Ten families ranked under the first and second categories of Ubudehe were this week given two hybrid dairy cows each under the one-cow-per househould programme.
Each family received a milk cow and calf. They were also given animal iodine salt, sprayers and insecticides for spraying.
The cows and the items are worth Rwf6 million.
The cows were donated by Direct Aid, a Muslim charity organisation operating in Gatsibo and Bugesera districts in Eastern Province, and Gasabo and Nyarugenge districts in Kigali.
Richard Murego, the executive secretary of Kabarore Sector in Gatsibo District, commended the organisation and called upon other agencies to follow suit.
“We’re impressed that Direct Aid chose to give a cow and calf to each family.
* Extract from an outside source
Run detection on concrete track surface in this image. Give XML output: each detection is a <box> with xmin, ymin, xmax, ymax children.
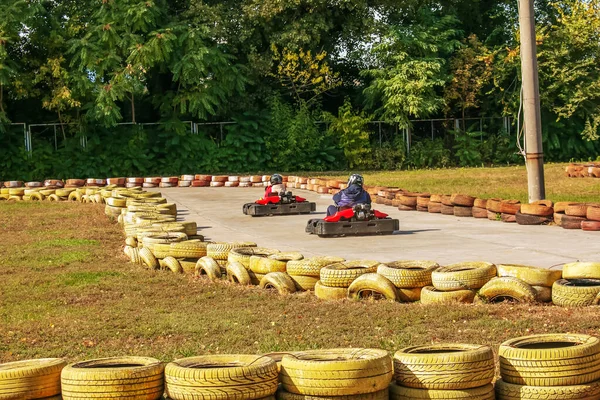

It’s a noble action because the cows are going to be productive to the families right away,” he said.
Direct Aid’s director-general Abdel Marik Hassan said they are willing to give more cows to other families in the four districts where they operate in a bid to fight poverty.
“We’ll go ahead helping vulnerable families because we’re a charity organisation that fights poverty. We hope the beneficiaries will prosper and help others too,” he said.
One of the beneficiaries, Mutoni Mukamana, said it was her first time in over two decades to have a cow in her courtyard and she hopes to do a lot with it.
“I’m happy I received a cow and a calf. We’re going to get milk as a family,” she said.
Direct Aid was founded in 1981 in Kuwait and operates in 30 African countries.